Thanks to this innovative conception, they only need a single Maft-Snor device per layer for the entire optical neural network, as opposed to other methods which require a device for each unit of individual calculation, or “neuron”.
“We can install 10,000 neurons on a single device and calculate the necessary multiplications in a single time,” explains Davis.
Researchers perform this using a technique called photoelectric multiplication, which considerably increases efficiency. It also allows them to create an optical neural network which can be easily widened with additional layers without requiring additional general costs.
Leads nanoseconds
MAFT-RONN takes a wireless signal in input, processes signal data and transmits the information for subsequent operations that the EDGE device performs. For example, by classifying the modulation of a signal, MAFT-SNON would allow a device to automatically deduce the type of signal to extract the data it carries.
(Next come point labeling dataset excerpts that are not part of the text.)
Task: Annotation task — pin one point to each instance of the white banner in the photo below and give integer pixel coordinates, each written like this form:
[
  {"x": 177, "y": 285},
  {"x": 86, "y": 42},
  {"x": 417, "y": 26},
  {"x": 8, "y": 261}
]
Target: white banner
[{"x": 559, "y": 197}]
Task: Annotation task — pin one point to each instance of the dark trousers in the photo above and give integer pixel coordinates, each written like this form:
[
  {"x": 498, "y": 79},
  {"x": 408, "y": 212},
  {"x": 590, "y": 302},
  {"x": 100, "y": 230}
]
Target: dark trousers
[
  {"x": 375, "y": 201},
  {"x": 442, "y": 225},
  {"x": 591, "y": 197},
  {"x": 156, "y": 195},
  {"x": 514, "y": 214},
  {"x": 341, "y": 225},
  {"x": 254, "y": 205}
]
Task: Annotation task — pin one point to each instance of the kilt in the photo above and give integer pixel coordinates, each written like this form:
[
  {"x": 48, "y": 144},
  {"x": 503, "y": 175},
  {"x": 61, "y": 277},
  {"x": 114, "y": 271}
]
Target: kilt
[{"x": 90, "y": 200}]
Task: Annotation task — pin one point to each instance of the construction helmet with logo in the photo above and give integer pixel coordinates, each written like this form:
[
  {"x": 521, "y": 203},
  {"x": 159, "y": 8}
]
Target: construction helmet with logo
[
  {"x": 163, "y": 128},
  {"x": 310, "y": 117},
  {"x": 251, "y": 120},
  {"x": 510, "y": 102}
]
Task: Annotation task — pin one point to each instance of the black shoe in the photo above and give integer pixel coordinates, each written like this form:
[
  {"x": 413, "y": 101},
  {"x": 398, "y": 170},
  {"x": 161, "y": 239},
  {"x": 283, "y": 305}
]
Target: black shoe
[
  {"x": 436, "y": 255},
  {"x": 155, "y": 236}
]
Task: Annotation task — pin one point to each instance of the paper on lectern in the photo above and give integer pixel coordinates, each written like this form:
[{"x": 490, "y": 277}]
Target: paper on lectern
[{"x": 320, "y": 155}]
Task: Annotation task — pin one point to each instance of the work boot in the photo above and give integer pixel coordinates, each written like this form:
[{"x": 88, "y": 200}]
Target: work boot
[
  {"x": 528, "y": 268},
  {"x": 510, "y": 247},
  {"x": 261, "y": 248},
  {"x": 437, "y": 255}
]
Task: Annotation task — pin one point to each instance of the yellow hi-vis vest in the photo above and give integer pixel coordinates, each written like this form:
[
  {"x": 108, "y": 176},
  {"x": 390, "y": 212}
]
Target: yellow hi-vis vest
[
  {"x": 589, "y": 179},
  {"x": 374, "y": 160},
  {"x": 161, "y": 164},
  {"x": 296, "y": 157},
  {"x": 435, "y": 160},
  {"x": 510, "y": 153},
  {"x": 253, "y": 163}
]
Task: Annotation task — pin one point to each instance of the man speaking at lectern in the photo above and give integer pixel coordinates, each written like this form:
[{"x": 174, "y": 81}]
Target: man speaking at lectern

One of the biggest challenges that researchers were faced during the design of MAFT-SNON was to determine how to map automatic learning calculations with optical equipment.
“We couldn't just take a normal automatic learning framework on the shelf and use it. We had to personalize it to adapt to the equipment and determine how to use physics so that it performs the calculations we wanted, ”explains Davis.
When they have tested their architecture on the signal classification in simulations, the optical neural network has reached 85% precision in a single time, which can quickly converge towards an accuracy of more than 99% using several measures. Maft-Ronn only requires about 120 nanoseconds to perform an entire process.
“The longer you measure, the higher you will get.” Because Maft-Ronn calculates the inferences in the nanoseconds, you do not lose much speed to gain more precision, ”adds Davis.
While advanced digital radical radiofrequencies can carry out automatic microsecond learning inference, optics can do so in nanoseconds or even picoseconds.
In the future, researchers want to use what are called multiplexing patterns so that they can perform more calculations and evolve the MAFT-INN. They also want to extend their work to more complex learning architectures that could execute models of transformers or LLM.
This work was funded, in part, by the US Army Research Laboratory, the US Air Force, the Lincoln Laboratory, Nippon Telegraph and Telephone, and the National Science Foundation.